Darwin had a huge number of articles about ducks, aggressive grasshoppers and so on.
The 300-page catalog, published on Darwin Online, details 7,400 book titles and 13,000 magazine titles, pamphlets and reviews.
Some of the books date from Darwin's school days, such as Oliver Goldsmith's History of England (1821), which he won as a prize, or his headmaster's textbook on ancient geography.
For example, auction sales records show that Darwin had a copy of ornithologist John James Audubon's 1826 paper, An Account of the Habits of the Turkey Buzzard (Vultura aura).
In 2019, a copy of Elizabeth Gaskell's 1880 novel Wives and Daughters appeared at auction. A note on it says: “This book was Charles Darwin's favorite book and the last book read aloud to him.”

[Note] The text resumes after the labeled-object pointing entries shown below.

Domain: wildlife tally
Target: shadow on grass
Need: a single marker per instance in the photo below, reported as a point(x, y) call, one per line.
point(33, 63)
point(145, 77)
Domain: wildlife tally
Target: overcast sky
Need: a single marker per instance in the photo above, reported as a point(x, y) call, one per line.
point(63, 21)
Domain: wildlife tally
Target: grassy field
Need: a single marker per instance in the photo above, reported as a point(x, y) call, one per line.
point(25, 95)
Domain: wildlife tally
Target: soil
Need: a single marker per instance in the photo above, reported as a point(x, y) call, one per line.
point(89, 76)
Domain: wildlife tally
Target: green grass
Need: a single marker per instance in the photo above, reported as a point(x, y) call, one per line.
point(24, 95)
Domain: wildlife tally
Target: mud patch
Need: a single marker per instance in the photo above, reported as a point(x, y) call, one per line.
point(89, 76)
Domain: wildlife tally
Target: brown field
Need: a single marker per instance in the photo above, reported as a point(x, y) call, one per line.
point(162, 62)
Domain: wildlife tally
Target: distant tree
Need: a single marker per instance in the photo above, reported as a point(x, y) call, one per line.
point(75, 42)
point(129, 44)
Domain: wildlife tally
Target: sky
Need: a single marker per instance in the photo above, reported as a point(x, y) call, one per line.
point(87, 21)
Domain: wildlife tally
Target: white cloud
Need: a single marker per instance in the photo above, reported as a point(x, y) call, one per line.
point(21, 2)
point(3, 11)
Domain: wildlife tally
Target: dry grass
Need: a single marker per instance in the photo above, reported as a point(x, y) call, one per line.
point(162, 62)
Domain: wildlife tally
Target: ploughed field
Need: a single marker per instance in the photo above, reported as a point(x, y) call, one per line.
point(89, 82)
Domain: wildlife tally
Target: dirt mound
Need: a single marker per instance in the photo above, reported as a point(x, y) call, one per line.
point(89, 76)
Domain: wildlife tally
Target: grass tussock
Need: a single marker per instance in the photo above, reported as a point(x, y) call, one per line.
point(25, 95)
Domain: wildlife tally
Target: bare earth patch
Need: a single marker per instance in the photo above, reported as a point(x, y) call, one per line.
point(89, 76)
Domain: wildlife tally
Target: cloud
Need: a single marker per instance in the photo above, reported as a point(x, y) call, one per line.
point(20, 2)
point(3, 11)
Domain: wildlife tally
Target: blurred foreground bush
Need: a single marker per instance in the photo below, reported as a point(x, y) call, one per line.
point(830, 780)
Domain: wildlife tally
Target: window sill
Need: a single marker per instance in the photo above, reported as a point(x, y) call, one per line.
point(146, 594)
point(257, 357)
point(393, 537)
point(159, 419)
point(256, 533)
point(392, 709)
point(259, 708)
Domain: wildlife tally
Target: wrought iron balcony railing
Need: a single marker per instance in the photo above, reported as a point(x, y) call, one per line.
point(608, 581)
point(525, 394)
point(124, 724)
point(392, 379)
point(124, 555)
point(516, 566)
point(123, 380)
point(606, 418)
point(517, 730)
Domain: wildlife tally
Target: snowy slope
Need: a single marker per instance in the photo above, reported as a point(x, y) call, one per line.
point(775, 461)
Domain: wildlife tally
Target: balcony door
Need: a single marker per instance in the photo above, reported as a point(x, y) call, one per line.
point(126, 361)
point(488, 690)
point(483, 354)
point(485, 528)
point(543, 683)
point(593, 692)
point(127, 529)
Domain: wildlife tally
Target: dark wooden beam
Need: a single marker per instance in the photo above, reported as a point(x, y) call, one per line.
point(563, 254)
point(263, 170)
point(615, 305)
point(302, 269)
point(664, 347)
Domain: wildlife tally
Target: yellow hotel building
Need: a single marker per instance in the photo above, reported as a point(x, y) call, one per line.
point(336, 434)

Research shows that Darwin had volumes on a dizzying array of subjects, including biology, geology, philosophy, psychology, religion, agriculture, art, history and travel.
More than half of the works are written in English, and the rest are in German, French, Italian, Spanish, Dutch and Danish.
One of the items is a German periodical containing the first known photograph of bacteria.
Other booklets are titled: “Anatomy of the Four-Legged Chicken,” “Epileptic Guinea Pigs,” and “The Hateful or Colorado Grasshopper.”
Darwin's 1859 masterpiece, On the Origin of Species, outlined a theory to explain how life evolved on Earth. It is seen as a book that changed the world, that mattered then and that matters now.
Van Wye, a science historian at the University of Singapore and director of Darwin Online, said all this shows that Darwin was "not an isolated figure working alone, but an expert of his time, drawing on complex science, research and other knowledge of thousands of people."
"The size and range of works in the library demonstrate the extraordinary breadth of Darwin's research into the works of others."
The library's publication coincides with Darwin's 215th birthday on February 12.